I recently watched the World War II Holocaust documentary Engineering Evil and was struck by a very touching personal account included at the end by the United States Holocaust Memorial Museum's Michael Berenbaum that I would like to discuss here. The postmodern deconstructionist philosophy of Jacques Derrida might seem a tad esoteric to some, but this scholarly interpretation connects the seemingly impenetrable Derridian concept of "trace" and the "presence of absence" to the Holocaust and world war in general, adding new meaning to the phrase "the absence of presence."

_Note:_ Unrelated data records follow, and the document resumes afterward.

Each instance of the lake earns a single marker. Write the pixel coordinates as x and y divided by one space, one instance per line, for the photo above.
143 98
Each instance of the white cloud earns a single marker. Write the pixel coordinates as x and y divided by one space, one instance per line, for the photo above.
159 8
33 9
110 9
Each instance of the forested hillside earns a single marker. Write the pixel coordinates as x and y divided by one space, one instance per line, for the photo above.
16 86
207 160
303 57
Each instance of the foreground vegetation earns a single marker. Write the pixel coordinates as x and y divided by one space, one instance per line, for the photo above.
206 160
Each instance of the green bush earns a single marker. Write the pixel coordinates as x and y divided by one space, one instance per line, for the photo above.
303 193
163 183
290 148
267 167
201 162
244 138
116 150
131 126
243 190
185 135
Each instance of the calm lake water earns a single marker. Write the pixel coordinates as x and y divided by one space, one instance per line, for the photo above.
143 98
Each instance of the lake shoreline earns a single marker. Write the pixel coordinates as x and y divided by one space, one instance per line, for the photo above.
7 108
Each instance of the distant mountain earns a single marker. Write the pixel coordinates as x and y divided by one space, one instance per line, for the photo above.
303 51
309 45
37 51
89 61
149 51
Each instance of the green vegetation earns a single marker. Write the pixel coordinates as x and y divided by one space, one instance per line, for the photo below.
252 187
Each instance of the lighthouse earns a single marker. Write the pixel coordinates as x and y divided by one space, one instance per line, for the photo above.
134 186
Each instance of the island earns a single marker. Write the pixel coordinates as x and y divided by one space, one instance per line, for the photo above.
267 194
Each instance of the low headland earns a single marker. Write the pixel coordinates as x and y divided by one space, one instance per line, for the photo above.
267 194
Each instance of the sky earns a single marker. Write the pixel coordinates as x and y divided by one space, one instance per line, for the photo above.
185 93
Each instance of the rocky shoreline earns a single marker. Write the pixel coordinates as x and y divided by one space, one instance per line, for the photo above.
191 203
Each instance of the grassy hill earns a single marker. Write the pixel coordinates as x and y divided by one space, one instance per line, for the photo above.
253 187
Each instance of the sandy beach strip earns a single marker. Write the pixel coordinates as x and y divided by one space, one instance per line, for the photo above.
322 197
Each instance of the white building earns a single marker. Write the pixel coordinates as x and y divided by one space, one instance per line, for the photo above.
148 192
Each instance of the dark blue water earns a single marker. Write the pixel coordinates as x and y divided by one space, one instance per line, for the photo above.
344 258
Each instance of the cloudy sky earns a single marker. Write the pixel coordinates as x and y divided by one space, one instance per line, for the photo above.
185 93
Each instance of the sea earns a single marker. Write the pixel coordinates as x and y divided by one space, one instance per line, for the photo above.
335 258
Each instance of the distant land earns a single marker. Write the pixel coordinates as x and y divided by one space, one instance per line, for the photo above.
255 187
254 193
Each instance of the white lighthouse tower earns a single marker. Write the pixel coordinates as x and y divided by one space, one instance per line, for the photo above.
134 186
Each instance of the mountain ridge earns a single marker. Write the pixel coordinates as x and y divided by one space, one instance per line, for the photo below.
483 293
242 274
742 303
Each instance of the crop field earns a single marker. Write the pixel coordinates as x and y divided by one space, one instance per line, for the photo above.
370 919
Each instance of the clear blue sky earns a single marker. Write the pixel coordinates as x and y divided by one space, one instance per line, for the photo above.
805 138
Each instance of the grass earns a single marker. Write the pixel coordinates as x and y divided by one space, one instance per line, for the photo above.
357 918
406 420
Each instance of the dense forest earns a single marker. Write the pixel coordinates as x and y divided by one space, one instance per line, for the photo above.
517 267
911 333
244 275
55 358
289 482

Michael Berenbaum's interpretation of "the presence of absence" adds another layer of meaning to the final scene of Roman Polanski's World War II German Holocaust film The Pianist (2002). In the movie's closing sequence, shortly after the end of the war Szpilman accompanies his friend to the site of a POW camp he passed through just a few weeks earlier. Even though only a short period of time has passed, no trace of the POW camp remains, with only a natural and nondescript green field of grass remaining. In disbelief Szpilman's friend murmurs, "It was here, I'm certain of it," but any evidence to support his claim has disappeared, mysteriously or not.
PJ Harvey also seems to touch on Derrida's theory of the absence of presence in the Let England Shake track "On Battleship Hill", covering another European site of destruction left behind after a World War. Visiting the now deserted battlefield, the thyme in PJ Harvey's song echoes Berenbaum's sentiment that if you sense something, you also sense "what's not there." Though a natural fragrant herb, traditionally thyme has been used to cover up and clear out the smell of death and decay. As travel writer Ross Davies found, during World War I thyme was even thrown in the trenches of Gallipoli, what Davies calls a "wild and lonely place" to visit even today. In PJ Harvey's "On Battleship Hill" song lyrics, the herb's fragrant presence masks and distracts from the true essence of the scene, a No Man's Land of many casualties and deaths.
Sites of destruction are haunting specifically because as humans we feel as though there should be some eternal sign or even just a trace left behind to mark the scene with the wartime atrocities that at one time occurred there. Instead, it seems as though sites of destruction quickly revert back to an unheimlich wild state of nature, therein perhaps revealing their true identities more so than disguising themselves.